"The Children of Willesden Lane: Beyond the Kindertransport: A Memoir of Music, Love, and Survival" by Mona Golabek and Lee Cohen (Warner Books $23.95).
Vienna, 1938. In the city of Mozart, Schubert, Beethoven and Strauss, 14-year-old musical prodigy Lisa Jura looks forward to a promising career as a concert pianist. Hitler has other plans. With the breaking of glass on Kristallnacht, Jura's dreams are shattered.
Internationally celebrated concert pianist Mona Golabek, with journalist and poet Lee Cohen, has crafted a loving, lyrical tribute to her mother, Lisa Jura, in "The Children of Willesden Lane: Beyond the Kindertransport: A Memoir of Music, Love, and Survival."
Jura was one of 10,000 Jewish children saved from the Nazis by the British and sent on the Kindertransport to safety from Eastern Europe. Already being compared to "The Diary of Anne Frank," this simultaneously heartbreaking and uplifting tale weaves together the stories that Golabek's mother told her about prewar Austria; the gut-wrenching separation from her family; life at the orphanage on Willesden Lane; and the power of music to help her survive.

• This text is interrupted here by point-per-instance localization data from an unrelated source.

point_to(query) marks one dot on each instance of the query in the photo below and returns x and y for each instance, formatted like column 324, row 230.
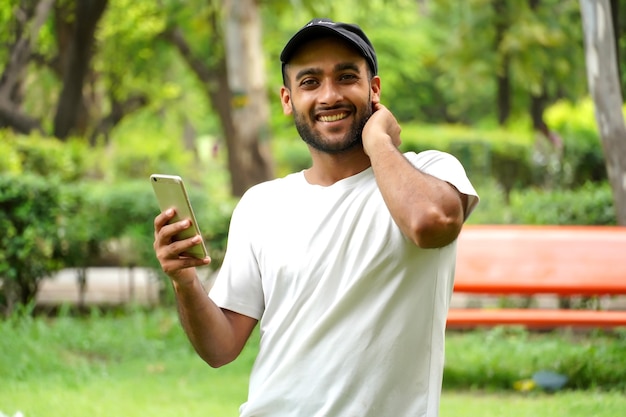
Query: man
column 348, row 265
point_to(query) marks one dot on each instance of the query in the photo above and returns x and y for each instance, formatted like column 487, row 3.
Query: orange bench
column 563, row 261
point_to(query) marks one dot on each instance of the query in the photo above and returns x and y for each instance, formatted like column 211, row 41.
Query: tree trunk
column 71, row 106
column 29, row 21
column 250, row 107
column 243, row 111
column 503, row 80
column 604, row 87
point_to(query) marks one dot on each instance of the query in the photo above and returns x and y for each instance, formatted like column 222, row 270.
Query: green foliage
column 47, row 157
column 139, row 357
column 583, row 158
column 497, row 358
column 590, row 204
column 29, row 213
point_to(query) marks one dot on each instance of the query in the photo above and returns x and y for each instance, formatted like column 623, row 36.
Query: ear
column 375, row 86
column 285, row 100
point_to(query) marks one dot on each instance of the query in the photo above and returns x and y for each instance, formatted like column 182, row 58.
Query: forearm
column 429, row 211
column 208, row 327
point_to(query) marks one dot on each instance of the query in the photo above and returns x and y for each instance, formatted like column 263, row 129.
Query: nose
column 329, row 93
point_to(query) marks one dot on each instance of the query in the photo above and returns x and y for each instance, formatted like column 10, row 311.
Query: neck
column 327, row 169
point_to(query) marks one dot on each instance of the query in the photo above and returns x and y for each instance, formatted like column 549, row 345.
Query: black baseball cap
column 320, row 27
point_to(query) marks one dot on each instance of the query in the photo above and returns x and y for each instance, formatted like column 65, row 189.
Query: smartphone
column 170, row 192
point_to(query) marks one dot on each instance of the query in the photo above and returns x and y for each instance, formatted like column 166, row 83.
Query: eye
column 348, row 78
column 309, row 83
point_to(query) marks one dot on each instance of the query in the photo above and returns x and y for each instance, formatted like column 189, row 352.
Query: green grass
column 140, row 364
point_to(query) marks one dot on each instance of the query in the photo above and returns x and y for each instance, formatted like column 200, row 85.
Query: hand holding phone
column 170, row 192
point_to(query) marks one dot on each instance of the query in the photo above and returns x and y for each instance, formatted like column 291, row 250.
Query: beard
column 351, row 139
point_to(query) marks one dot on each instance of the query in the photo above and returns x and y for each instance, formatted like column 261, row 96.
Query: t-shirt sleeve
column 446, row 167
column 238, row 283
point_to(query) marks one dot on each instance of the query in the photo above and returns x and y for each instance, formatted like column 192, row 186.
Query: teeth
column 333, row 118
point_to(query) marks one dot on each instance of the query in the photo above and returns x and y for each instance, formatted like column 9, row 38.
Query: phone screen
column 170, row 192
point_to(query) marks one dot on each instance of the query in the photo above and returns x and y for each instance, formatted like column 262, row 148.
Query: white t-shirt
column 352, row 313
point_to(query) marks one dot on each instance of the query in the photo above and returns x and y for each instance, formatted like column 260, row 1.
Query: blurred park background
column 96, row 95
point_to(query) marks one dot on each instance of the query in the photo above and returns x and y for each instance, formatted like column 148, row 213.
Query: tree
column 604, row 85
column 76, row 65
column 234, row 82
column 24, row 30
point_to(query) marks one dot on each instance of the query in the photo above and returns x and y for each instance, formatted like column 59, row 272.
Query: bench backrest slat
column 565, row 260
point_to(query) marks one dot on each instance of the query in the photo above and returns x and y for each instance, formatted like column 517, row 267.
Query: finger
column 163, row 218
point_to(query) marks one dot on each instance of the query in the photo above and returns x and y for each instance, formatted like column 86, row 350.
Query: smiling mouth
column 333, row 118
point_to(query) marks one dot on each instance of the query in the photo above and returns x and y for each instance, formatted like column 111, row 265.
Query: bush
column 591, row 204
column 497, row 358
column 29, row 220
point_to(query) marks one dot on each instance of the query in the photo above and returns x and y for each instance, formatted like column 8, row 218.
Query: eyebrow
column 318, row 71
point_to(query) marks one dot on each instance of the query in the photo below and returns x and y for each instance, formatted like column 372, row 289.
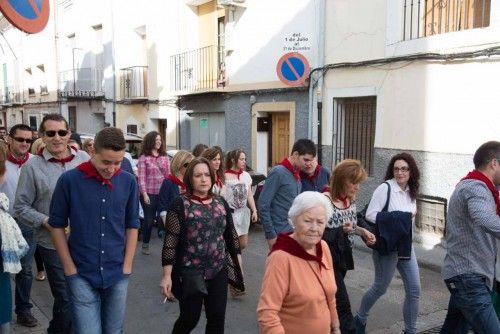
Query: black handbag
column 193, row 283
column 372, row 227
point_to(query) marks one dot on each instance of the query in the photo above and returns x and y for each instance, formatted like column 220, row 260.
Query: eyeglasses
column 401, row 169
column 22, row 140
column 52, row 133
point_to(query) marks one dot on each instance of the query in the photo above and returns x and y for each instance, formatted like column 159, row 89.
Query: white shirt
column 400, row 200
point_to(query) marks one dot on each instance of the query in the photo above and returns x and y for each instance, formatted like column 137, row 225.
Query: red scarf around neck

As Jura's mother, Malka, puts her on the train, she says the prophetic words that will sustain and inspire her daughter and future generations: "Hold on to your music. Let it be your best friend."
In a world turned ugly, the beauty of music becomes Jura's strength, and, against tremendous odds, with the help and encouragement of the 30 other displaced children at the orphanage, she wins a scholarship to London's Royal Academy.
"Each kid saw something in my mother's music that reminded them of what they had left behind in Czechoslovakia, in Austria, in Germany," says Golabek, a Grammy-nominated artist, "and that's what I tried to do in the story, not only to pay homage to my mother, but to all these kids and to their bravery."
The book opens with Jura's tantalizing daydream of performing in a great concert hall and closes with the fulfillment of that dream, as she makes her debut before an exhilarated crowd. And in between, the pages burst with melody: Jura pounding the cadenza of the Grieg "Piano Concerto" to drown out the sounds of bombs during London's blitz, Jura visualizing Chopin fleeing a flaming Warsaw as she struggles with the somber coda of the "Ballade," Jura remembering her mother's Sabbath candles as she plays the solemn opening of Beethoven's "Pathetique."
"My mom and her mother never cared if a piece is in C major. What really counts is the passion behind it, the image. If it's 'Clair de Lune,' imagine the moon over a desert island. That imagination allowed her to survive the horrors of what she experienced, because a C-major chord will not inspire you through the horrors. It's the moonlight, the idea that maybe the composer wrote it for someone he loved. These things inflamed her imagination, and that's how she inflamed mine."
And now Golabek's book will inflame the imagination of a whole new generation. The Milken Family Foundation, together with Facing History and Ourselves, an educational organization that teaches tolerance to 1 million students annually, are working with Golabek to bring the story to schools across the country by developing a companion curriculum guide.
Plans are under way to launch the book in Austria, and make it available to teachers as part of the now mandatory four-year Holocaust education program for students.
The saga of Golabek's 18-year struggle to get the story published is almost as harrowing as her mother's story itself. "It went through many, many writings; many, many ups and downs, starts and disappointments," Golabek says.
Now the accolades and offers are pouring in. On Sept. 24, she will be an honored guest speaker at the California Governor's Conference for Women at the Long Beach Convention Center and will appear at Beth Am on Nov. 17 with her sister, pianist Renee Golabek-Kaye, and Jura's four grandchildren, all musicians: Michele, 16; Sarah, 14; Jonathan, 8; and Rachel, 7. Brandeis University will honor her at the Skirball Cultural Center next March 31.
Last week Golabek was interviewed on NPR's Morning Edition and was the subject of a feature story by Andy Meisler of the New York Times. In the planning stages is a concert next year co-sponsored by the U.S. Holocaust Museum and the Austrian government. And, of course, Golabek is considering movie offers.
On her syndicated radio show, "The Romantic Hours," which highlights stirring writings against a musical backdrop (Saturdays at 10 p.m., 105.1 FM), Golabek often quotes the poet Jean Paul Richter: "Life fades and withers behind us, but of our immortal and sacred soul all that remains is music."
"That was a quote my mother taught me, and the whole reason why I wrote this book and why I created 'The Romantic Hours' was that my mother felt through words and through music our souls would be immortalized."